Kimi's sister has a painful chronic condition that is routinely treated with painkillers. This is a far more complex issue than some addict who needs to kick a drug habit. In my opinion, the only thing that will reduce her dependence is better treatment for her when she has a crisis. Her treatment has not been the comprehensive care she was getting with Dr De Castro and most likely nothing is going to change for her unless she can get back into that quality of a treatment program.
In the meantime, please try to refrain from adding to the stigma that so many patients already have to endure. And if you need a better understanding of the constant stigma many thals still live with, talk to the Maldivian boys or an Indian woman. Ask them how many parents would let their child marry one of them. And this takes place throughout the world. One mission of our group is to educate people so that stigma will be lifted. I hope within our group we can have more understanding and sensitivity.

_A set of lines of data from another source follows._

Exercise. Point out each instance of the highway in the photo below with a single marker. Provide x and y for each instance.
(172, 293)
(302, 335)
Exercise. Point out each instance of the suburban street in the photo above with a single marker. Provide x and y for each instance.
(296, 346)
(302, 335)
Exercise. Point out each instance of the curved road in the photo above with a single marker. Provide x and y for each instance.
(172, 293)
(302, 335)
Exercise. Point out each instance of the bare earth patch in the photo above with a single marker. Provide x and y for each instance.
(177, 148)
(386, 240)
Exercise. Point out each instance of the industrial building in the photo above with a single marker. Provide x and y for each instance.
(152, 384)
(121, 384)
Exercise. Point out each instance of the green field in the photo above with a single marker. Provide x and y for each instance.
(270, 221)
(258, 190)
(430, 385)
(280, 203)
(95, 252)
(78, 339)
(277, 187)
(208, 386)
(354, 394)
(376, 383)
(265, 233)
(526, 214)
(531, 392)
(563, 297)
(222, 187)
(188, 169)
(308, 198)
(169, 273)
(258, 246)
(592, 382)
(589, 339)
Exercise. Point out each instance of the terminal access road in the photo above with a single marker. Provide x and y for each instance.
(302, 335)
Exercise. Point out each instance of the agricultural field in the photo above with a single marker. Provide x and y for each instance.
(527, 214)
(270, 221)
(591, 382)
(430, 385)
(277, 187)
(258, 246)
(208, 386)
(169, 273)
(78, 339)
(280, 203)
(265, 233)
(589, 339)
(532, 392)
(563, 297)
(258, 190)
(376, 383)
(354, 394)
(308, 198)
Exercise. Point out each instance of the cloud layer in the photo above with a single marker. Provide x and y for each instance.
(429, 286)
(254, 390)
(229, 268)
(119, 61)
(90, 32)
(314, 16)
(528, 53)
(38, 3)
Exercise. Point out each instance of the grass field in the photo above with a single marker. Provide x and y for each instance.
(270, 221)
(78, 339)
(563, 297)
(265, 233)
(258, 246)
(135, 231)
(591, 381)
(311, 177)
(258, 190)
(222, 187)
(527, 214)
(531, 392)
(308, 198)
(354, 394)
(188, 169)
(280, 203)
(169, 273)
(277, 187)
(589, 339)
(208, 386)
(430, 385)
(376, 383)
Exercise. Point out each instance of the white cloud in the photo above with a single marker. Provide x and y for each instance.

Sajid, willpower will not open the airways in your lungs during an asthma attack. It is possible to reduce the panic which can worsen an attack by relaxing and calming oneself but asthma is a physical condition that can kill and one should be aware of the possible outcome of severe attacks. I learned yoga deep breathing techniques many years ago and while this can help relax me, no matter how deeply I breathe it does not affect the inability of my lungs to inhale and exhale. The drug, albuterol does. Even though I seldom have an attack, I carry my inhaler everywhere I go because if I do have an attack, and they can come with no warning, albuterol will keep me out of danger. My son almost died from asthma when he was three. His carbon dioxide level was triple normal, over 50, and if not for prednisone, he would not be alive today. Saying you can overcome asthma with willpower is no different than saying you can overcome thal with willpower. They can both kill, but they can also be treated. The danger of an asthma attack should never be underestimated.